L’entrée en vigueur des droits de douane américains sur l’acier et l’aluminium rappelle la loi Hawley-Smoot de 1930 qui a déclenché la dernière guerre commerciale majeure.

“Nous sommes convaincus que l’adoption de mesures protectionnistes serait une erreur. Elles entraîneraient une hausse des prix pour les consommateurs américains [...] et une détérioration du niveau de vie de nos concitoyens.” C’est par ces mots que débutait une lettre envoyée par un collectif de 1 028 économistes en 1930 au président américain Herbert Hoover pour le mettre en garde contre la mise en place de tarifs douaniers sur une vaste gamme de produits.

Une douzaine d’économistes américains a réutilisé la même lettre, à quelques mots près, 87 ans plus tard pour alerter le président Donald Trump sur les dangers d’imposer les taxes douanières sur les importations d’acier et d’aluminium. Pour eux, l’Amérique d’aujourd’hui court le risque de connaître le même sort qu'en 1930 à cause des taxes douanières.

L’acier en 2018, l’agriculture en 1929

Dans les deux cas, la lettre a été ignorée par les autorités puisque Washington a décidé d’imposer aux Européens, aux Canadiens et aux Mexicains les droits de douane à partir du 1er juin. Mais alors qu’en 2018, personne ne peut prédire l’issue de cette guerre commerciale à venir, l’histoire nous a enseigné les conséquences des mesures protectionnistes de 1930. Elles ont fortement nui à l’économie américaine et elles sont l’une des raisons pour laquelle les États-Unis ont “tout fait après la Deuxième Guerre mondiale pour faire prévaloir le libre-échange dans le monde”, souligne Marc-William Palen, économiste à l’université d’Exeter (Royaume-Uni), dans une tribune publiée sur le site de la chaîne américaine NBC.

"Anyone, anyone ?"

Au printemps 1929, l’économie américaine semblait bien se porter. Le taux de chômage était bas, la croissance était au rendez-vous et l’industrie décollait. Dans ce contexte, un seul secteur montrait des signes de faiblesse : l’agriculture. Herbert Hoover, qui venait d’être élu, a repris à son compte une idée défendue par le lobby des producteurs agricoles : les fermiers américains souffraient à cause de la concurrence internationale. Il a proposé d’imposer des tarifs douaniers sur les importations de produits agricoles.

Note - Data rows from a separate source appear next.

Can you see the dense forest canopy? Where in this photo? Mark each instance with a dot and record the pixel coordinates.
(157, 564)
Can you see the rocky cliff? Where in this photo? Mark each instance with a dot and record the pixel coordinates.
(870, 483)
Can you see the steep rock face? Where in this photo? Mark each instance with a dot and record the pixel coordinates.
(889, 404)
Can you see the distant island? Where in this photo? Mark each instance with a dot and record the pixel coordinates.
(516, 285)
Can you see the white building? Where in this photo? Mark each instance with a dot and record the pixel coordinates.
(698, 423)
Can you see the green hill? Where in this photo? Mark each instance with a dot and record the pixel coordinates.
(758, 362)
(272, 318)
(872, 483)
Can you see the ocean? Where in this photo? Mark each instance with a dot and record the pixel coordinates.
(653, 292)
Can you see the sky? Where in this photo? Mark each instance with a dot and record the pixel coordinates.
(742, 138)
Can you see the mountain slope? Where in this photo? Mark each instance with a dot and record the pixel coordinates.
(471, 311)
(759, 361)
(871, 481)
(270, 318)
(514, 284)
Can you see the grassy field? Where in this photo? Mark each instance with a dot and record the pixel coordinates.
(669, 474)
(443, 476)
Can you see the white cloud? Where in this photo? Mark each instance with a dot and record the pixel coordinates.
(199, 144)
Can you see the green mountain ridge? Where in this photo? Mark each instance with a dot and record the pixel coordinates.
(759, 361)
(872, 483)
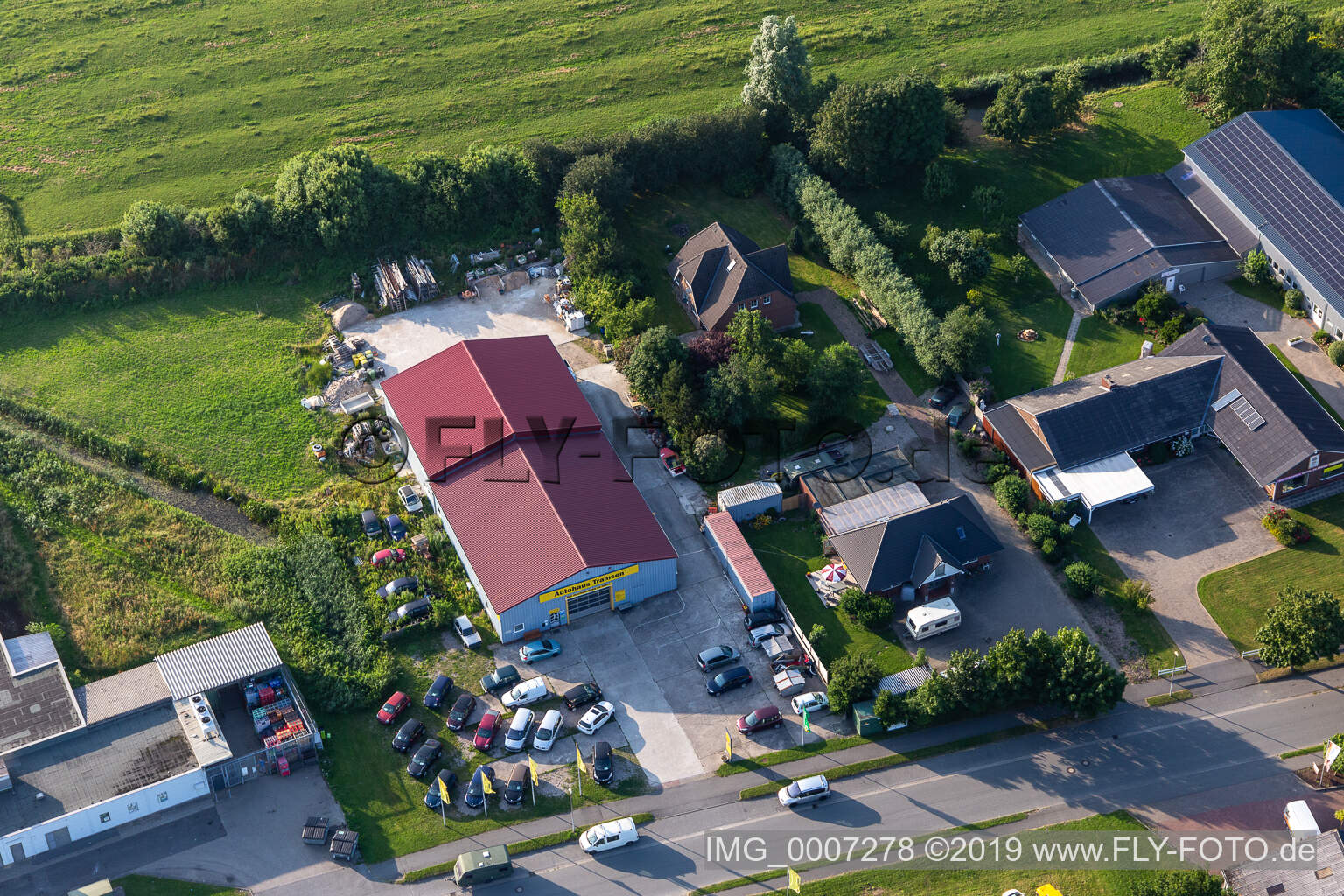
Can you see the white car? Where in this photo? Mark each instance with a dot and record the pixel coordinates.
(551, 727)
(466, 632)
(526, 692)
(761, 634)
(516, 737)
(609, 835)
(805, 790)
(409, 499)
(814, 702)
(597, 717)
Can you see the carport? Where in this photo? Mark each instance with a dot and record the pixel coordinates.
(1106, 481)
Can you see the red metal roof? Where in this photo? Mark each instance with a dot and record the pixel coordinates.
(531, 511)
(739, 554)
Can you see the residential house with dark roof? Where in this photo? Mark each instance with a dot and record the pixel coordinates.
(543, 514)
(920, 555)
(1268, 180)
(719, 273)
(1074, 441)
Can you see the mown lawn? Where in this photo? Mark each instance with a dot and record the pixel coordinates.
(1143, 135)
(205, 375)
(188, 102)
(386, 805)
(1239, 595)
(788, 551)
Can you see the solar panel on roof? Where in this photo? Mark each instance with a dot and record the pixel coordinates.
(1250, 416)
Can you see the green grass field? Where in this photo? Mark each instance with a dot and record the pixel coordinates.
(108, 102)
(1239, 595)
(1143, 135)
(788, 551)
(203, 375)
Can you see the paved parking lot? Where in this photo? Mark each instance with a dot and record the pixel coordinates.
(409, 338)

Mais le Congrès, qui s’est emparé du sujet, a décidé d’étendre cette mesure bien au-delà de l’agriculture. Sous l’impulsion de deux élus républicains – Willis Hawley et Reed Smoot –, le Sénat et la Chambre des représentants se sont mis d’accord sur une liste de près de 900 produits soumis à des tarifs douaniers (dont les poissons rouges).

Après plusieurs mois de négociations, la loi dite Hawley-Smoot est adoptée début 1930 alors que le krach de 1929 commence à faire ressentir ses premiers effets sur l’économie américaine. Les prédictions des économistes, qui avaient mis en garde Herbert Hoover contre les effets néfastes de ce protectionnisme dans leur missive, se sont rapidement vérifiées.  L’agriculture américaine n’a en rien bénéficié des tarifs douaniers et les partenaires commerciaux ont multiplié les représailles. La fièvre protectionniste à laquelle le monde a succombé a entrainé une chute drastique du commerce mondial, avec une baisse de plus de 40 % des échanges internationaux.

Danger nationaliste

La portée de la loi Hawley-Smoot est encore débattue de nos jours. Pour les uns, son effet sur l’augmentation des prix des biens importés a aggravé la crise de 1929, pour les autres, ce protectionnisme est l’une des principales causes de la Grande Dépression au même titre que la spéculation boursière. Enfin, certains historiens jugent même que cette loi a contribué à la montée du nazisme en Allemagne. En favorisant l’isolationnisme et en aggravant la crise économique, ces mesures ont “renforcé la misère dans le monde qui est une cause significative de la Deuxième Guerre mondiale”, écrit notamment le Financial Times. Un avis partagé par le président français, Emmanuel Macron. Ce dernier a cité le général de Gaulle pour condamner la décision de Donald Trump qui fait “du nationalisme économique. Et le nationalisme, c’est la guerre. C’est exactement ce qui s’est passé en 1930”.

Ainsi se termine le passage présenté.